Is this the end of Rosewood?
Date Posted:10 November 2017
You may have heard that Fender is in the process of making some major changes to the way they craft guitars and basses. And that it’s looking like the end for the classic rosewood fingerboard.
What does this mean for the future of Fender and our guitars and basses? Mike Born, Fender Director of Wood Technology explains that Fender will be switching to a new type of hardwood, Pau Ferro.
“We were already usuing Pau Ferro in some models right now, so we could successfully switch to Pau Ferro. By January, we made the decision to jump on Pau Ferro and start getting it into our process.”
But what is Pau Ferro and why the change?
Pau Ferro is South American hardwood Fender will be using in place of rosewood for their new guitars and basses’ fingerboards. Pau Ferro is a wood of many names and is sometimes called Morado, and because the wood is so similar in appearance and texture to Rosewood it is also commonly called Bolivian Rosewood or Santos Rosewood.
It contains the same sensitizing compounds found in rosewoods and is about as close to true rosewood as wood can get. It’s incredibly durable and has a fine, even texture, and a naturally high luster making in an ideal wood for musical instruments.
The reason Fender is making this swap is all to do with environmental conservation. The Convention of International Trade of Endangered Species of Flora and Fauna (CITES) has recently put new laws into effect that severely limit the amount of rosewood that can be traded internationally. This organization are responsible for ensuring that the international trade of wildlife doesn’t threaten the health of any species of ecosystems. And Fender is onboard.
When the new law passed that any shipment of an instrument or instruments for commercial purposes with any amount of Rosewood required special certificates and permits, Fender decided it was time to make some changes of their own.
Senior Vice President of Fender Products Justin Norvell assured Fender customers, “[Pau Ferro] has actually been used as a well-known alternative for rosewood for a long time and it’s often available in wider widths, so we used it on a lot of our five string basses in the 90s. It’s a wood we’re familiar with.”
Both Born and Norvell stated that their first and foremost focus was on guaranteeing the best possible sounds and feels for their instruments. “We know it’s got a good tone to it. And it’s got a nice, dark colour,” Born commented.

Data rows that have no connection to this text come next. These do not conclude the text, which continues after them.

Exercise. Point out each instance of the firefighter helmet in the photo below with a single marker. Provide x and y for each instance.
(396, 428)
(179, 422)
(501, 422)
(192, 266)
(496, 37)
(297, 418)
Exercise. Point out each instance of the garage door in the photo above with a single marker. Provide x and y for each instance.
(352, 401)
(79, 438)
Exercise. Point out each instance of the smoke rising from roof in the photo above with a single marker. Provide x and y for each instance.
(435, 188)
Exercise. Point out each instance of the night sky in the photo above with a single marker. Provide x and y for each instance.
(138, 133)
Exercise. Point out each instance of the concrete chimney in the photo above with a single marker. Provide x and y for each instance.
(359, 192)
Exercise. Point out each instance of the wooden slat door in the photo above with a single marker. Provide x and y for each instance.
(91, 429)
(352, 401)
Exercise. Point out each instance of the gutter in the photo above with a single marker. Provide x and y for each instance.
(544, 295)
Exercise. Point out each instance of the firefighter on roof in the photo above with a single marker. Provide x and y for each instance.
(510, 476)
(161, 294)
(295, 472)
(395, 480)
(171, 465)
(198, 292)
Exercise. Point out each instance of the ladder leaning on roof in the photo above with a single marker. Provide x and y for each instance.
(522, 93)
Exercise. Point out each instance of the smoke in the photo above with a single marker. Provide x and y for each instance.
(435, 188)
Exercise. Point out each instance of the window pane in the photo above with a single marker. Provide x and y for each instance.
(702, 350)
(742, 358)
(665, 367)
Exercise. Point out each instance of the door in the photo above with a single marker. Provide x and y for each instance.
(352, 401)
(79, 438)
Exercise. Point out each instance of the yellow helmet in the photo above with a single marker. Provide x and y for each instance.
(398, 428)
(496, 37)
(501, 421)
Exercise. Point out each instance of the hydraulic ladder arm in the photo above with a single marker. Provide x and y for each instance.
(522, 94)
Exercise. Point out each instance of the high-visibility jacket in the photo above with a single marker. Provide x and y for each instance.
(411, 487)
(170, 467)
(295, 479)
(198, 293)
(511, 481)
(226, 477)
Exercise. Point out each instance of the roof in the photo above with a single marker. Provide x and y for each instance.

This aligns with Fender’s history of being the industry standard in basses and guitars, producing some of the most exceptional instruments of our age.
As stated by Norvell, some of Fender’s instruments are already using Pau Ferro. The most noteworthy ones include the Stevie Ray Vaughan Signature Stratocaster and the Jaco Pastorious Jazz Bass.
In the future, we’ve been informed that guitars and basses in the Standard Series, the Deluxe Series and the Classic Series (along with other instruments made in Mexico) will be sporting Pau Ferro soon.
It’s easy to see that Fender is a brand committed to ensuring they are complying with all CITES regulations as well as delivering the best quality products to their customers. So even though it looks like this is the end of rosewood, here at Kosmic, we’re looking forward to seeing the changes Fender is putting into place.